Happened recently with some that contain https:// code; the colon doesn’t copy
It happens both when I drag the URL code to the Binder, or when I create a link
With Cmd-L in text. Very puzzling, and I’m trying to figure out if there’s a pattern.
To make sure we are on the same page, do you have Cmd-L rebound to the standard hyperlink tool, Edit/Add Link…? Because by default that adds a Scrivener Link. I had no issues adding a hyperlink to “https://www.duckduckgo.com”, but do make sure you set the tool to not add a prefix (such as “http://”) as that will of course make a mess of the URL.
With dragging the URL in, I tried dragging from the URL bar icon in the browser:
…into the text editor: OK
…into the References pane: OK
…into the Binder as:
[list][*] WebArchive: OK
Text conversion: OK
All tests were done with the latest 2.5.5 public beta.
Thanks for that answer; I see now the source of my problem.
Long ago, I re-mapped Cmd-L to bring up the dialog for inserting web links.
The same command works in Apple Mail, and I wanted them consistent.
(Scrivener Links I insert via the Control-Click menu.)

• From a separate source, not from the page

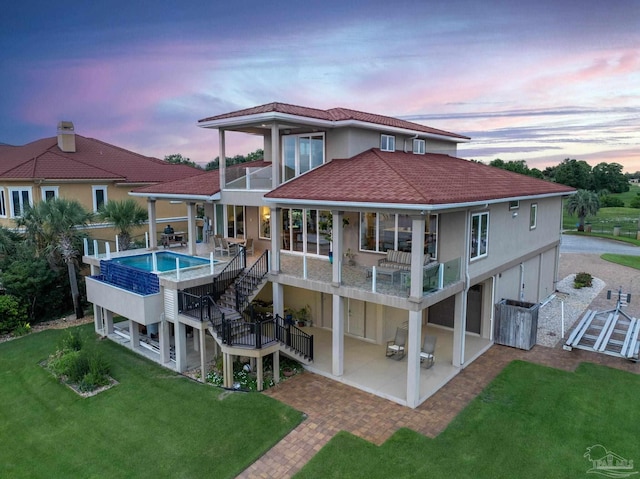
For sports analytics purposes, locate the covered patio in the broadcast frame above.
[302,325,492,406]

On the standard Insert Link dialog, the prefix is http:// with no s
And that produces a 404 Not Found error.
But the dialog, I now see, also has a No Prefix option.
When I choose that, the URL link works fine.
Yup, what was happening is that it was trying to create a link with the URL, http://https://whateverwhatever.com. Now, this dialogue will detect and strip out a redundant ‘http://’, but it’s missing the potential for there to be a secure URL, and that’s probably an easy thing to fix.
Hi OP … no idea if you have fixed this issue or not … but I thought I would make a comment in passing after some tidying up work that I did to my current project.
I wanted to know why my current book/project had increased to ~80Mb from my first book of ~35Mb. So I explored the file contents of the .scriv package, and viewed the files in size order.
Right at the top were three web archives. Three of them were ~7Mb each. When I previewed them it turned out they were the web pages I had added to my Research section.
So what I did was, I revisited the web pages, copied their URL, went back to Scrivener and added a txt Doc in the research section, named it the name of the web page, and pasted the URL into the text body. When I hit return the URL turned into a link. Next I deleted the original imported web page and emptied the Trash. Job done.
I did this for several of my imported web pages and the Book.Project is now down to 31Mb.
I am not saying everyone should do this. I am simply saying that the web pages certainly add to the file size, and considering I am connected to the web 24/7 … when push comes to shove I don’t need to keep a copy of the site.
Also … for another web site that I do want a copy of, I saved as a PDF and kept that instead … also a much much smaller file.